Biophysical Journal, Volume 70, Issue 3, 1432-1438, 1 March 1996
doi:10.1016/S0006-3495(96)79702-3
Research Article
Tension relaxation after stretch in resting mammalian muscle fibers: stretch activation at physiological temperatures
G. Mutungi and K.W. Ranatunga
Department of Physiology, School of Medical Sciences, University of Bristol, England.
Abstract
Tension responses to ramp stretches of 1–3% Lo (fiber length) in amplitude were examined in resting muscle fibers of the rat at temperatures ranging from 10 degrees C to 36 degrees C. Experiments were done using bundles of approximately 10 intact fibers isolated from the extensor digitorum longus (a fast muscle) and the soleus (a slow muscle). At low temperatures (below approximately 20 degrees C), the tension response consisted of an initial rise to a peak during the ramp followed by a complex tension decay to a plateau level; the tension decay occurred at approximately constant sarcomere length.
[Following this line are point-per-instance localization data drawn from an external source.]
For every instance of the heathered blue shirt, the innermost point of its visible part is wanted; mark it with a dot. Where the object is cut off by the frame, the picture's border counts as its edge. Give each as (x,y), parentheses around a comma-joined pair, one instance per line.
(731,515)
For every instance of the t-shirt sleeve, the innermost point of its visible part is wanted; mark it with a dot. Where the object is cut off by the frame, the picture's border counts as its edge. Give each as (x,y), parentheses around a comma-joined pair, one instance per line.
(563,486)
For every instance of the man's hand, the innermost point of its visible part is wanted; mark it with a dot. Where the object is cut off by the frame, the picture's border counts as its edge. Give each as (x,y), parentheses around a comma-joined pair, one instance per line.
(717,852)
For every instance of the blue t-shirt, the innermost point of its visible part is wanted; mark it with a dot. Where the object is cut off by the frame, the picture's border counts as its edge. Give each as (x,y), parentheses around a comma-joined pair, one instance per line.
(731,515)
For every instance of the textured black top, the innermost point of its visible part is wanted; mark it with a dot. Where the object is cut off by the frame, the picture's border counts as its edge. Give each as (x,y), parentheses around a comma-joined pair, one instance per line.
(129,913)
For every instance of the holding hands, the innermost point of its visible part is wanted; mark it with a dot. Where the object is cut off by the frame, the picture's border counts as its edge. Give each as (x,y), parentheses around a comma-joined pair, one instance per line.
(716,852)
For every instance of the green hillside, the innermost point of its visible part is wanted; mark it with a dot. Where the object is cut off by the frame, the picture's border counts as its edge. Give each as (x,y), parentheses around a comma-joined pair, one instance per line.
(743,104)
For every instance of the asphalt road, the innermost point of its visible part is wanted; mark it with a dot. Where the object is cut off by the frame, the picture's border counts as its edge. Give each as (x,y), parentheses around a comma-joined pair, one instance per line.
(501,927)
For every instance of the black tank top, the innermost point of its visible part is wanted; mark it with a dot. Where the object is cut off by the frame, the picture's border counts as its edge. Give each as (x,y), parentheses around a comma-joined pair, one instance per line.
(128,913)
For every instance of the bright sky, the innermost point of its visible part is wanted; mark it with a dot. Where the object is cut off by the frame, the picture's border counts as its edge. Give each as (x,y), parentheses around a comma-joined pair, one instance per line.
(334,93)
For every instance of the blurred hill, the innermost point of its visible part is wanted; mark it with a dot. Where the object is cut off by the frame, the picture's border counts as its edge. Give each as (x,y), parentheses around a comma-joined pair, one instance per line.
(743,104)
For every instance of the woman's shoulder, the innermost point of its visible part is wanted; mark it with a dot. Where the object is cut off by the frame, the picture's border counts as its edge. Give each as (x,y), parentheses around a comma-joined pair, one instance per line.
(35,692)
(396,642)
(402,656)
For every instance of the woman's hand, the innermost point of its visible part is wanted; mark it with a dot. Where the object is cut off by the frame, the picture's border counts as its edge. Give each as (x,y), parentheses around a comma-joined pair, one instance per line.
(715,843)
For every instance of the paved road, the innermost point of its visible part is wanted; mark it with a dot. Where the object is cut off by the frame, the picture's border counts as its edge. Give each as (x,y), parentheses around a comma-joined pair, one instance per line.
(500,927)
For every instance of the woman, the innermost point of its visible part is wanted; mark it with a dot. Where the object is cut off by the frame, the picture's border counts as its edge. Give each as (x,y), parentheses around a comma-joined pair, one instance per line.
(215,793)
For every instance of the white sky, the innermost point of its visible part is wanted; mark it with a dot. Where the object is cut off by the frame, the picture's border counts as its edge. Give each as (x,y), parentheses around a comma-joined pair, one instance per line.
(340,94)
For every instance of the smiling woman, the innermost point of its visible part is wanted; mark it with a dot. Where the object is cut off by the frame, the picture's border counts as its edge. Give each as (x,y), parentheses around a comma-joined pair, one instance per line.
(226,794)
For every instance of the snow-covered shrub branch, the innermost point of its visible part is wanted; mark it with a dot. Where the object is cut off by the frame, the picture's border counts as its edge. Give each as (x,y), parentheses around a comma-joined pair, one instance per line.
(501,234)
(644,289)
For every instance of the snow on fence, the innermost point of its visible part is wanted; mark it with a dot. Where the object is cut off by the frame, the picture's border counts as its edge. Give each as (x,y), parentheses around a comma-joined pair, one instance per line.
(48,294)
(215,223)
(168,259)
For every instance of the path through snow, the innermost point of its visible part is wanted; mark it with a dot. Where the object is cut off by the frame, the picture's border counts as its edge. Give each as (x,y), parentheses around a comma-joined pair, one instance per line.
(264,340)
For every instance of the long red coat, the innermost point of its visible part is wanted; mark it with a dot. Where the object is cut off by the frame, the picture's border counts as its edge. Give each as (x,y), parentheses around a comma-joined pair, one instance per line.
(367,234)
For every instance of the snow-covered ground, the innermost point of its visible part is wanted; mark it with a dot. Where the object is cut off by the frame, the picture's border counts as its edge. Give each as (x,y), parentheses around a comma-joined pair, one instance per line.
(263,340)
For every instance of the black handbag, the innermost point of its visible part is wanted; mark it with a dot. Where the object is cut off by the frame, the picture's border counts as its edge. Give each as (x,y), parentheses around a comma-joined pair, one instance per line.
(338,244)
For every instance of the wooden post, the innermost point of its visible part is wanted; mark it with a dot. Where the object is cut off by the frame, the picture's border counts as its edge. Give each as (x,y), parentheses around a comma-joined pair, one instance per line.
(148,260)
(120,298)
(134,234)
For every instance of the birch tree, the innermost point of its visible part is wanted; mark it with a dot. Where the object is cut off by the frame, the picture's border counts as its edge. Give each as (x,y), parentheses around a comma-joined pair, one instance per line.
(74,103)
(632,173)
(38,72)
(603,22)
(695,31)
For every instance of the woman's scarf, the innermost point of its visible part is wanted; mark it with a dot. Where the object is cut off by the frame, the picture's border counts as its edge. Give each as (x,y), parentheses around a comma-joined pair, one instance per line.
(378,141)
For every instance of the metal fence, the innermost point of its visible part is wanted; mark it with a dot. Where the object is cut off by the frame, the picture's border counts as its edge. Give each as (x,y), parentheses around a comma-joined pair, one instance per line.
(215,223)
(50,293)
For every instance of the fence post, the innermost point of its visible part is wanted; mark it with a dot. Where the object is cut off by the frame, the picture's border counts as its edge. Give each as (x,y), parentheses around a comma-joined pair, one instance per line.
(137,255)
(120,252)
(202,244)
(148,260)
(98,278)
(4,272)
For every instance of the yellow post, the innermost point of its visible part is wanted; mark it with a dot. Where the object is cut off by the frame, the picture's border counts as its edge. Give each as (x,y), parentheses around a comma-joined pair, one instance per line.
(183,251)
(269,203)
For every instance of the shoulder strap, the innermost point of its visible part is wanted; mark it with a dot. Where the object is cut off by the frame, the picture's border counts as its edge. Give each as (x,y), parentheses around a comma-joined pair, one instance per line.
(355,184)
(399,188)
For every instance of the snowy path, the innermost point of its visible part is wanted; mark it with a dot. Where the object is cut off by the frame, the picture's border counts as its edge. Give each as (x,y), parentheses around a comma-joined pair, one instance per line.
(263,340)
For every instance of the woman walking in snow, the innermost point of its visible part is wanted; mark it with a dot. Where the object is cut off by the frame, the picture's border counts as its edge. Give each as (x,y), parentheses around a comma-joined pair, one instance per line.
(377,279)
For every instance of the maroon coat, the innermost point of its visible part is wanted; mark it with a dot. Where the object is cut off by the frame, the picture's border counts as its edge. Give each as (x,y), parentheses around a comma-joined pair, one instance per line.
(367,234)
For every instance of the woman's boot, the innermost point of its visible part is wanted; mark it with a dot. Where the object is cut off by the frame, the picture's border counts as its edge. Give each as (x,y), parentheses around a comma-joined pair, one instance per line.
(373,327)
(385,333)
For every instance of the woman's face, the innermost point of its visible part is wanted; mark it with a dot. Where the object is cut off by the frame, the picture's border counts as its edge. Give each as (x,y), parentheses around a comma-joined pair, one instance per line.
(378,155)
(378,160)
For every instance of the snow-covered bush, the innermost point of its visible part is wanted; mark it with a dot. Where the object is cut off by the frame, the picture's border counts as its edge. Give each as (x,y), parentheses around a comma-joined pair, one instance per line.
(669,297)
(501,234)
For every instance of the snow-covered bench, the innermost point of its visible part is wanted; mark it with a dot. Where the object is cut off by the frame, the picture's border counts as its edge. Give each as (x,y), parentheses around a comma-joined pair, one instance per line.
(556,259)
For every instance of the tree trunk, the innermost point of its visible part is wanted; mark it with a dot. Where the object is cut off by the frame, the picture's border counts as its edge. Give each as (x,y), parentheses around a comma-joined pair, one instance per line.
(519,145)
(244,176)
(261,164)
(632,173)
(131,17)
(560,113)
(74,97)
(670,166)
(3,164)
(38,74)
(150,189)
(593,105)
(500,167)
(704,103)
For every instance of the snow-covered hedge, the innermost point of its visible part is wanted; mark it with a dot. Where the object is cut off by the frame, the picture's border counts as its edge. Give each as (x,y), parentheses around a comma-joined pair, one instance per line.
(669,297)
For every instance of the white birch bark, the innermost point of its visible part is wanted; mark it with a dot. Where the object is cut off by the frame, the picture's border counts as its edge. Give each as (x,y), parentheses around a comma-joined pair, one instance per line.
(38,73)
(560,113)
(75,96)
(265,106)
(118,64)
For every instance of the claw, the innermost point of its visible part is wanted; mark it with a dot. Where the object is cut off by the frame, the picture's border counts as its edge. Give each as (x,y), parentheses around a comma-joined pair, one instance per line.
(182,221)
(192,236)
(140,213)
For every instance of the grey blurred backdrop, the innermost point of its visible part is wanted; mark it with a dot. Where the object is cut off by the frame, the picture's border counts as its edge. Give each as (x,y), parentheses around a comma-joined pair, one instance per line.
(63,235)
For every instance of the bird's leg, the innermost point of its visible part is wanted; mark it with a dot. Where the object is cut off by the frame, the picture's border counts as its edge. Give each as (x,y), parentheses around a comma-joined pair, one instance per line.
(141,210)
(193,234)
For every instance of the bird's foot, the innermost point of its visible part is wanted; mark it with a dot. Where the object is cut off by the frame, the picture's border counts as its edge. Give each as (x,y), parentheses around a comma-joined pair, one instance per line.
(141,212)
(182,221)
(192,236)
The tension decay after a standard stretch at approximately 3–4.Lo/s contained a fast, an intermediate, and a (small amplitude) slow component, which at 10 degrees C (sarcomere length approximately 2.5 microns) were approximately 2000.s-1, approximately 150.s-1, and approximately 25.s-1 for fast fibers and approximately 2000.s-1, approximately 70.s-1 and approximately 8.s-1 for slow fibers, respectively. The fast component may represent the decay of interfilamentary viscous resistance, and the intermediate component may be due to viscoelasticity in the gap (titin, connectin) filament. The two- to threefold fast-slow muscle difference in the rate of passive tension relaxation (in the intermediate and the slow components) compares with previously reported differences in the speed of their active contractions; this suggests that "passive viscoelasticity" is appropriately matched to contraction speed in different muscle fiber types. At approximately 35 degrees C, the fast and intermediate components of tension relaxation were followed by a delayed tension rise at approximately 10.s-1 (fast fibers) and 2.5.s-1 (slow fibers); the delayed tension rise was accompanied by sarcomere shortening. BDM (5–10 mM) reduced the active twitch and tetanic tension responses and the delayed tension rise at 35 degrees C; the results indicate stretch sensitive activation in mammalian sarcomeres at physiological temperatures.